En tout état de cause, nous sommes attentifs aux exigences des pays dans lesquels nous envoyons nos hommes.
La mise en quatorzaine peut provoquer un décalage de la durée des missions, comme ce fut le cas pour la relève du poste de commandement interarmées de théâtre au Tchad.
Avant leur départ, nous avons également placé en quatorzaine les unités envoyées en renfort outre-mer.
Je reste attentif à ce que nous puissions autant que possible effectuer les relèves dans les délais prévus pour ne pas peser sur la capacité opérationnelle des hommes ni sur le moral de leur famille.
Monsieur Pueyo, nous avons pu faire basculer 1 500 hommes de l'opération Sentinelle vers l'opération Résilience en raison de la baisse de l'activité publique en France. Lors du déconfinement progressif, l'opération Résilience se poursuivra sans doute et nous verrons comment faire remonter en puissance Sentinelle.
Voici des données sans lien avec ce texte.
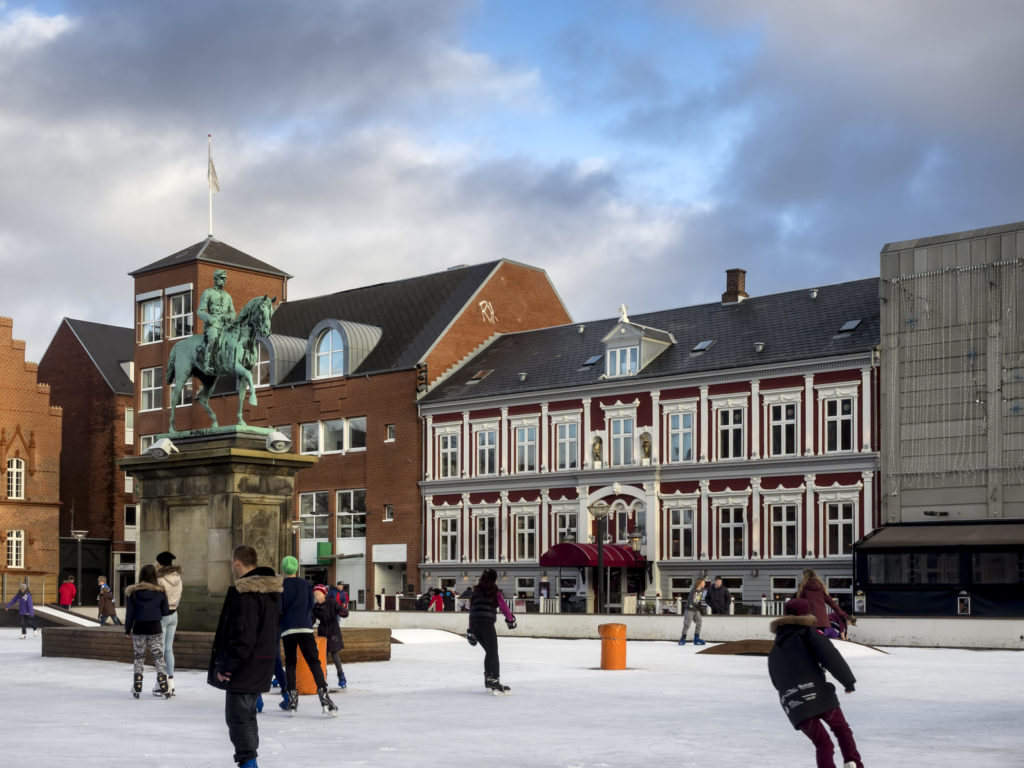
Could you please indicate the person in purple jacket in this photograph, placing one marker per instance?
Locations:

Nous ferons également un retour d'expérience sur l'organisation actuelle afin de tirer profit de notre répartition territoriale, chaque zone étant capable d'engager des personnels dans un préavis très court au service des autorités civiles locales. Fort des enseignements de Résilience, peut-être pourrons-nous alors diminuer les effectifs permanents de Sentinelle tout en garantissant la même réactivité.
Sur les théâtres d'opérations extérieures, nos ennemis se saisissent déjà de certaines opportunités. Au Levant, nous constatons une remontée en puissance de Daech, avec une relance de leurs activités dans la moyenne vallée de l'Euphrate et dans la région de la Badiya, en Syrie, et dans la région de Kirkouk en Irak. C'est la raison pour laquelle nous n'avons pas baissé la garde. Dans la zone sahélienne, comme nous y concentrons nos efforts, l'État islamique au grand Sahara (EIGS) n'a pas relevé la tête. Cette organisation pratique toujours une stratégie d'évitement face aux nombreux coups que nous lui portons et à la remontée en puissance des forces partenaires maliennes ou nigériennes.
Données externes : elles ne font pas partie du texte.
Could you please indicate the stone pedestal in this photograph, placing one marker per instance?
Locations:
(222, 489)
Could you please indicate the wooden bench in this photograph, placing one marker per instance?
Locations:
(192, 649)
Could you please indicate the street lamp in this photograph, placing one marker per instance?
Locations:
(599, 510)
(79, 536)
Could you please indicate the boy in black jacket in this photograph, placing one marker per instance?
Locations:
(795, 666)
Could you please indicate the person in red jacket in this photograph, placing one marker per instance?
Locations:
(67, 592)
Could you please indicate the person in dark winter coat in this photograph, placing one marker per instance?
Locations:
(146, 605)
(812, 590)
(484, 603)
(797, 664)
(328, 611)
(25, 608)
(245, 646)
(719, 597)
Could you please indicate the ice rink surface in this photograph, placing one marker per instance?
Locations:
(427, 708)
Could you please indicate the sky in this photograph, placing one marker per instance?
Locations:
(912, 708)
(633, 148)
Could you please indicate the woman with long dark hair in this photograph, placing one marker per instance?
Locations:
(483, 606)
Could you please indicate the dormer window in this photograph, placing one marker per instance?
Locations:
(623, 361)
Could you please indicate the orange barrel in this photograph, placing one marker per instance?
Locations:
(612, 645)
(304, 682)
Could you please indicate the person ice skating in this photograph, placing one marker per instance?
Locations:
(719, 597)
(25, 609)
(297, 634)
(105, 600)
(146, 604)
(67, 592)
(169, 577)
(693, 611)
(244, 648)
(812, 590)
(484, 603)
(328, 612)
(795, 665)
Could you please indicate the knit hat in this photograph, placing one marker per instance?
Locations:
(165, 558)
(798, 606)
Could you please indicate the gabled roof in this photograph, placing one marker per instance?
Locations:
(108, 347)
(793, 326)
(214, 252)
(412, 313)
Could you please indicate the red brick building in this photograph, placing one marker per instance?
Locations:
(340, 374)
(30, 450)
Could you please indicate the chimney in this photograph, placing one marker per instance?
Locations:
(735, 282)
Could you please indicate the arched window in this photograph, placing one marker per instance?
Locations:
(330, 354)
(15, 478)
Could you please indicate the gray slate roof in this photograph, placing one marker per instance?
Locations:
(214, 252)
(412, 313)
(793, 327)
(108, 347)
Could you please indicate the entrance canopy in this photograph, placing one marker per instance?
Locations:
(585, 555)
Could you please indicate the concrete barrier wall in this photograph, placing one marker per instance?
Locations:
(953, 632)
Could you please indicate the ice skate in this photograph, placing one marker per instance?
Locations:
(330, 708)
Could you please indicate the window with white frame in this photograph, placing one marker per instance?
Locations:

Nous sommes également attentifs à la situation dans le nord du Burkina Faso et aux saisies d'opportunités que pourraient entraîner les tensions qui se développent entre les mouvements RVIM et EIGS.
Monsieur Becht, je suis très touché par vos propos, que je transmettrai à l'ensemble de mes troupes. Malgré la désorganisation progressive des armées en raison de la Révision générale des politiques publiques (RGPP) et d'une trop grande civilianisation, nous avons su préserver la culture de la planification et de la gestion du risque – qui serait utile à d'autres administrations de l'État – mais aussi grâce à une organisation à la fois très centralisée et déconcentrée.
Monsieur Favennec Becot, le stock de masques des armées, que nous continuerons à entretenir, permet de faire face à plus d'une dizaine de semaines d'activité. Nous devrons être attentifs à établir la doctrine d'emploi des masques « grand public » et à constituer des stocks, mais je n'ai pas d'inquiétude particulière.
Aucune consommation ou réquisition des stocks par les administrations civiles n'a eu lieu.